Terry Drury is no stranger to big deer, and he knows that pressuring a giant whitetail can be the kiss of death. But the co-owner of Drury Outdoors felt like his best chance to kill a Missouri giant was to keep taking swings at it, even from the same blind. The strategy paid off on October 16 when Drury killed a monster nontypical that grossed 216 inches B&C.
“We’d watched this buck since 2021, when he was 3-½ years old, and he just got bigger and bigger,” Drury tells F&S. “Our sightings and trail-cam pics proved that he was a homebody, with a small core area. This year, we had an extended drought in Missouri that had us 7 inches behind in normal rainfall, and that dry weather really had deer—including this buck—focused on a small pond in the timber. That pond was so critical that we decided the blind we had nearby was going to be the best spot to kill him, and with a little luck and a lot of hard work, we were able to keep returning to that same blind for multiple hunts.”
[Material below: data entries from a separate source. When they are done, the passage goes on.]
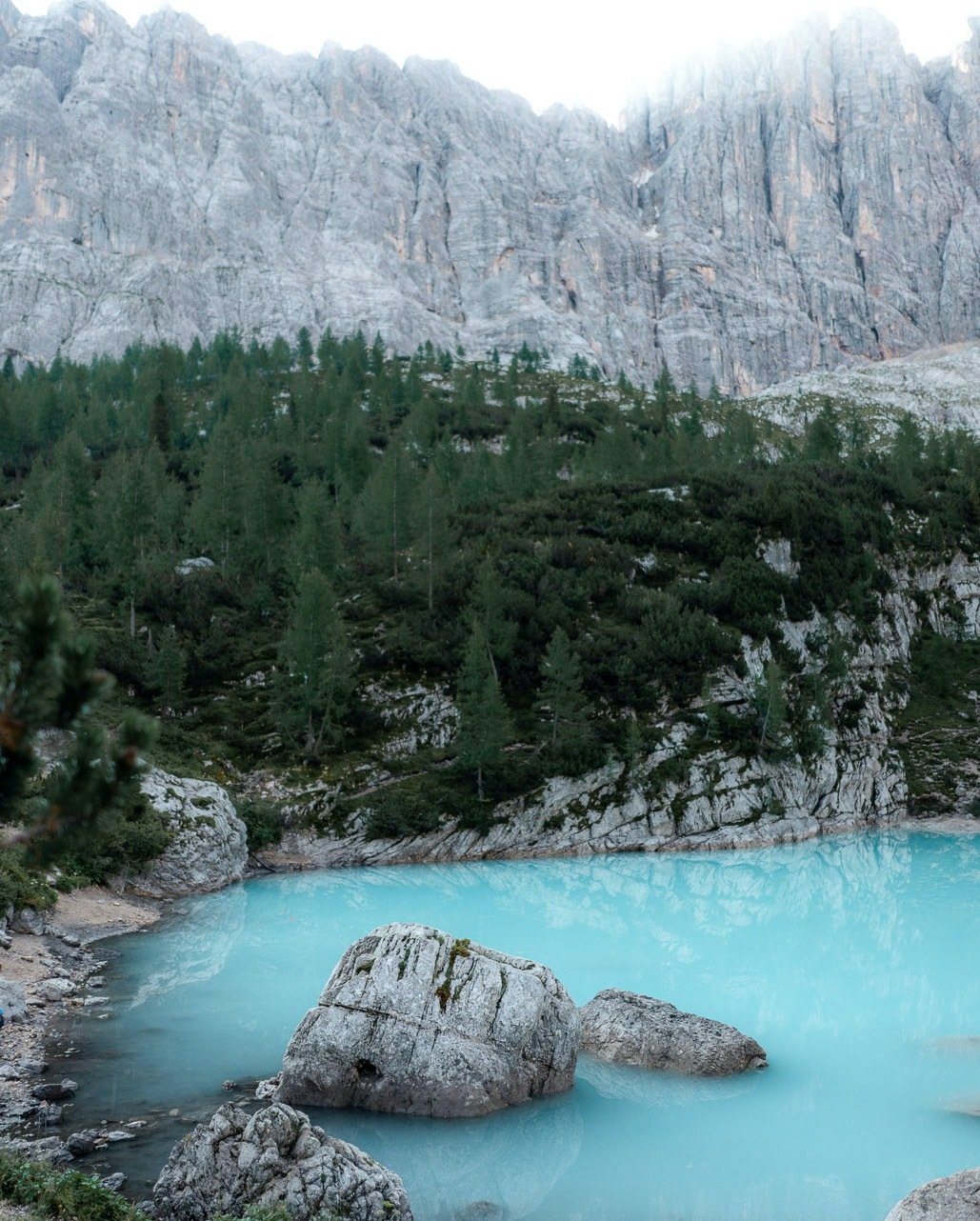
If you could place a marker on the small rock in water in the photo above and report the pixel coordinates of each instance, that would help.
(54, 1091)
(268, 1088)
(630, 1029)
(82, 1143)
(944, 1199)
(238, 1160)
(55, 990)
Indeed, when Drury finally killed the buck, it was the sixth time he and cameraman Forrest Bonin had seen the buck from that blind. “He kept coming in just out of range, or right at last light when we couldn’t kill him,” Drury says. “We’d stay in the blind for an hour after dark, making sure the buck had moved on and we didn’t bump him. On warm afternoons, we’d pack a cooler with ice, then leave the lid open and turn on a portable fan to blow the cool air around, because we didn’t want to open the window and let our scent out.” Finally, after a handful of encounters, the buck came out with plenty of light to spare. “We watched him make a rub for over 6 minutes, and then he walked into an opening and gave me a 21-yard shot,” says Drury.
The wait was well worth it. Drury’s buck sported a 186-inch main frame, with 30 inches of nontypical points. “He’s really got everything I dream of in a big whitetail,” Drury says. “He’s got a drop tine over 6 inches, kickers and stickers, and 48 inches of mass. Just an unbelievable buck, and proof that if you let a buck get old, he might get truly huge.”